The initial outlook was not promising. On the 16th October we get the opportunity to see “Kerry Katona talk to the Guardian’s Hadley Freeman about her new book and celebrity culture”. Leaving aside the obvious nepotism involved in the choice of interviewer, one idly wonders how much Kerry Kantona actually knows about celebrity culture. Yes, she’s been in it (I was confronted with a picture of her sunbathing topless on holiday only the other day in the News of the World) and written a spill-my-guts autobiography, but does all that exposure mean she’ll have any insight whatsoever? It is almost tempting to find out.
A fortnight later on 30th we are offered “Rude Girls” in which “blogger Zoe Margolis (Girl with a One Track Mind) talks to former Erotic Review editor Rowan Pelling about sex and feminism.” - Former Erotic Review editor and Observer columnist, cynics might note. Again, despite the neatly zeitgeist-grabbing tone, is this really any more than tabloid dross served up with a garnish of middlebrow gloss? Wouldn’t it have been rather more interesting to have the blogger and Pelling on the panel, perhaps supplemented by Lucy Prebble - the excellent young playwright behind the forthcoming adaptation of the Belle de Jour blog for television - being interviewed by someone with much less natural sympathy for their project (Ann Widdecombe or Clare Short spring to mind)? As an aside, you’ll note that the TV adaptation has changed the title to The Secret Diary of a Call Girl. The reason? Apparently ITV didn’t think its audience would understand the French, let alone the allusion.
As it turns out, the overall programme is considerably better than that. Some of the events further along the schedule look at genuinely interesting questions, alongside a selection of neatly chosen literary and artistic interviews. Clearly Merritt is going to offer a real range and depth of field.

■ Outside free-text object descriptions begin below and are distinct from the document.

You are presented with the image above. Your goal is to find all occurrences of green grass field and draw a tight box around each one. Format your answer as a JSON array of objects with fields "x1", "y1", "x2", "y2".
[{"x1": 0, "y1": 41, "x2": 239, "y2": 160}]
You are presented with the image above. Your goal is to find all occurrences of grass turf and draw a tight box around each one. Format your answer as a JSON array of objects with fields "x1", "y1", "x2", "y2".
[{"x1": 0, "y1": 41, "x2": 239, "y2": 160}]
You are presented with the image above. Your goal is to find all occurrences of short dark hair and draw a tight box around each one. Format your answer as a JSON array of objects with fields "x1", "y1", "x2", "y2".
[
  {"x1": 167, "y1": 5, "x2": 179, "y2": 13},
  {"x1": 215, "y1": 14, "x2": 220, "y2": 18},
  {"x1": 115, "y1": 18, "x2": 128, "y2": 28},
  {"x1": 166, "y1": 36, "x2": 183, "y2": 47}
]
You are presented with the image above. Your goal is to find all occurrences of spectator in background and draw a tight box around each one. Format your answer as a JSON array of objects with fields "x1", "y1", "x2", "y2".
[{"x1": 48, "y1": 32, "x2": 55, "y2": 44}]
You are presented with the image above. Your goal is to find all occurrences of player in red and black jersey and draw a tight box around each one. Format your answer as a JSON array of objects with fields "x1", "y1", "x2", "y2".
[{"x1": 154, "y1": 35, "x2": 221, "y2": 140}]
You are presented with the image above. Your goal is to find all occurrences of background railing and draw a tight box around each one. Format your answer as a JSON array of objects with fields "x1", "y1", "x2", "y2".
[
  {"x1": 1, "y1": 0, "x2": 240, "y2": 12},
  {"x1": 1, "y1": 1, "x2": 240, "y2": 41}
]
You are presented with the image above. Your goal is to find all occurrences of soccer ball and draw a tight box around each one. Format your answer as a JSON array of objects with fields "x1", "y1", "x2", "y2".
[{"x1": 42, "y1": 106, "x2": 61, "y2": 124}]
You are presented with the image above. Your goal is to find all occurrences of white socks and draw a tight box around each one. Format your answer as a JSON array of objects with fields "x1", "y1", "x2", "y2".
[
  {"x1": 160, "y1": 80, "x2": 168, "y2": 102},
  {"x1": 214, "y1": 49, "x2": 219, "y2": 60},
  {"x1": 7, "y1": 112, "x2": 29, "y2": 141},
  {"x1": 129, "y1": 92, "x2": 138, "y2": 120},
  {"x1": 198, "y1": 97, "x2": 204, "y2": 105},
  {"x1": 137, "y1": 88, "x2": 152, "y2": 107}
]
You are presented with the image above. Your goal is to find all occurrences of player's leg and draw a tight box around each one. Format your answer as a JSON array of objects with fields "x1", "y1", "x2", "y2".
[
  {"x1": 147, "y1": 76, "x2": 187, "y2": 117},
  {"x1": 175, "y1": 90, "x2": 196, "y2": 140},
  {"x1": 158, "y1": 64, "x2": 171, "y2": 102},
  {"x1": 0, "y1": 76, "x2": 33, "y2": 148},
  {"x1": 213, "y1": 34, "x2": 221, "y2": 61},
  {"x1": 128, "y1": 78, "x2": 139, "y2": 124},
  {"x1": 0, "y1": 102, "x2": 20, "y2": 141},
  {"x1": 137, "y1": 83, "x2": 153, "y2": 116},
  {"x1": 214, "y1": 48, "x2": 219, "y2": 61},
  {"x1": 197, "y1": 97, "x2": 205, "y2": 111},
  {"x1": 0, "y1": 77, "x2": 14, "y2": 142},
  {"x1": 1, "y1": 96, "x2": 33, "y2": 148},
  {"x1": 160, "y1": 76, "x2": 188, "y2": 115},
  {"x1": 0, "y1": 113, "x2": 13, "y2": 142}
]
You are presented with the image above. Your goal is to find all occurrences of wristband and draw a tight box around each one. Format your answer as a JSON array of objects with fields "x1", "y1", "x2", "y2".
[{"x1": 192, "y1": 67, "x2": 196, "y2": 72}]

From a quick perusal of the debates on offer, Playing With Fire (although, boo to David Edgar's crappy play and using it as a title) asks: “Why do writers and artists deliberately cause offence, even when it wins them death threats?” with a panel that promises Nicholas Hytner and Stewart Lee along with a panel of eminent playwrights and writers to discuss the issues. Which sounds like an excellent event.
In “African? Caribbean? What’s the big fuss?” Tiata Fahodzi’s Artistic Director Femi Elufowoju, jr leads a panel including Roy Williams and Bola Agbaje to discuss “the arguably delicate historical relationship which exists between African and Caribbean descendants living in Britain today”. Given that the subject has been the spur to exciting plays by both, and is an area of discussion which terrifies white media pundits, this should be invaluable.
Elsewhere, Paines Plough’s conversational short new play strand, Later, has resumed at the Trafalgar Studios. The next three are on Monday 17 September, Monday 8 October and Monday 15 October. The first is curated by Leo Butler, the current (excellent and lovely) tutor on the Royal Court’s Young Writer’s Programme, and boasts a line-up that hand-picks some of its star pupils featuring new work from Polly Stenham and Alexandra Wood along with Elinor Cook, Elise Hearst and Ben Ockrent. The following two dates promise Murder at Gobbler's Wood - a collaboration between Robin French, Dennis Kelly and Enda Walsh - along with work from Paines Plough’s Future Perfect 2008.
While from last night Hampstead theatre’s Daring Pairings runs until the end of the week with, again, a selection of collaborations between a wide range of writers, which again have an exciting and innovative look to them. I’m going tonight and tomorrow night on unprecedented Blog-press tickets and will report back tomorrow.
Finally, on the subject of chat shows, I was on last week's Culture Clash on 18 Doughty Street talking about the whole of the Edinburgh experience and the current Andrew Marr series on Radio 4 in case you missed (ha!) it.